The problem is not whether AI can save time. The problem is whether universities can prove it is being used responsibly, accurately and fairly.
The Hallucination Problem Is Now An Education Problem
The review draws an important distinction between traditional AI and generative AI.
Traditional AI tends to classify, predict or automate based on existing data. GenAI creates new material. That generative power is what makes it useful — and dangerous.
Tools such as ChatGPT can produce fluent, confident and persuasive answers that may be wrong, incomplete or entirely fabricated. In education, that creates a serious risk.
A student may not know when an AI answer is false. A staff member under pressure may not have time to check every claim. A poorly designed assessment may reward polished output rather than genuine understanding.
The review identifies accuracy and reliability as major concerns, especially because GenAI can “hallucinate” false answers.
But it also points to a more constructive possibility: universities could teach students to identify and challenge AI errors as part of learning.
That may become one of the defining assessment shifts of the next decade. The question may no longer be, “Did the student use AI?” It may become, “Can the student evaluate what AI produced?”
The Real Gap Is Training
The most damaging finding for universities is not that academics are sceptical. It is that many are under-supported.
Across the studies reviewed, academics repeatedly reported a lack of formal training, clear policy, institutional guidance and practical support.
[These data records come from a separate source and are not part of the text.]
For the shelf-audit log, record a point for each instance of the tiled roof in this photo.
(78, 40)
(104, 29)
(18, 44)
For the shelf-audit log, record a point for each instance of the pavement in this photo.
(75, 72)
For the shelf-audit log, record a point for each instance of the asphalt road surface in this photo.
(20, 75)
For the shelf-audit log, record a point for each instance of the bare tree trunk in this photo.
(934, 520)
This was not a minor side issue. It was one of the main barriers to adoption.
The review argues that institutions need comprehensive training programs, dedicated AI support structures, ethical guidelines, pilot programs and stronger policy frameworks.
Without those supports, universities risk leaving individual lecturers to make high-stakes decisions on their own.
That is not sustainable.
A lecturer deciding whether a student’s AI use is acceptable should not have to rely on instinct. A course coordinator redesigning assessments should not be guessing. A faculty adopting AI feedback tools should not be operating without privacy, bias and transparency safeguards.
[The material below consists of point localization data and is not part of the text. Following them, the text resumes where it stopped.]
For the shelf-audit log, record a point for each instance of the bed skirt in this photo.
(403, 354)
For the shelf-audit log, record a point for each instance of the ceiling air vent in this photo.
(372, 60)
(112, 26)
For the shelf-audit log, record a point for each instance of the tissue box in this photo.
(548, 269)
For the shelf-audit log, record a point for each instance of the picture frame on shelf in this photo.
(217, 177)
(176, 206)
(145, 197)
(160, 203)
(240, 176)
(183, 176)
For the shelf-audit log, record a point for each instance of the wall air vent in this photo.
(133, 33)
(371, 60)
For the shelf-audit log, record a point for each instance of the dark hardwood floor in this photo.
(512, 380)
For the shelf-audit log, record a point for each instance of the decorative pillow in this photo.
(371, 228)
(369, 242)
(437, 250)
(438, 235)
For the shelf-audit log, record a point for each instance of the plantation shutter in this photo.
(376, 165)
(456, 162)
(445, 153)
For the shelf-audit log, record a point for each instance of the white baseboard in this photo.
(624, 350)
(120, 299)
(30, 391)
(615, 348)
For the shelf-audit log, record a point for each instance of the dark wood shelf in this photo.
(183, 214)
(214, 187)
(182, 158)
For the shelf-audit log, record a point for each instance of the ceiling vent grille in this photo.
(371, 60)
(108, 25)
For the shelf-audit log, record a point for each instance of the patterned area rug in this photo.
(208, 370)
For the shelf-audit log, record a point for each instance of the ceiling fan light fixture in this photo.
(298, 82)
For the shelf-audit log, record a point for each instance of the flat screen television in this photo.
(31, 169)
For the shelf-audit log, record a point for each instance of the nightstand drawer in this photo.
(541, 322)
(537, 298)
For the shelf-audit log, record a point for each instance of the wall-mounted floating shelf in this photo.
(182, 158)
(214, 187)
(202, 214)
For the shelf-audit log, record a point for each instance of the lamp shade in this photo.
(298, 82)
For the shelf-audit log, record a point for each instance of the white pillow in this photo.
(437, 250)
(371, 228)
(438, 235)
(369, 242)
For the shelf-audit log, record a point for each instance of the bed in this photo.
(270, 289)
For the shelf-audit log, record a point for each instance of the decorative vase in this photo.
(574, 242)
The Public Interest Stakes Are Larger Than Cheating
The temptation is to frame AI in universities as a student cheating story. That is too narrow.
This is about the credibility of degrees, the future of assessment, the workload of academic staff, the skills students take into the workforce, and whether universities can adapt quickly enough without lowering standards.
The review points to three skills that may become more valuable as AI becomes more common: strong evaluative judgement, the ability to find original solutions, and the ability to use AI efficiently and responsibly.
That is a useful warning. If AI can generate a passable essay, basic summary, code sample or research outline, universities will need to place more value on judgement, verification, originality and applied reasoning.
Universities Need To Move From Reaction To Strategy
The research ultimately presents a picture of cautious optimism.
Academics are not anti-AI. Many can see its value. They believe it can improve productivity, support teaching and personalise learning.
But they are also alert to the risks: academic integrity, unreliable outputs, dehumanised learning, privacy concerns and weakened student capability.
That tension is now the centre of the higher education debate.
Universities can no longer treat AI as a temporary disruption or a misconduct problem to be policed at the edges. It is becoming part of the operating environment of higher education.
The institutions that handle it well will not be the ones that simply buy new tools or issue vague policy statements.
They will be the ones that train staff properly, redesign assessment intelligently, protect academic standards and teach students how to work with AI without surrendering their own judgement.
The research makes the direction clear: AI is already inside the university system. The question now is whether universities are prepared to lead it — or whether they will keep asking academics to improvise while the technology moves ahead without them.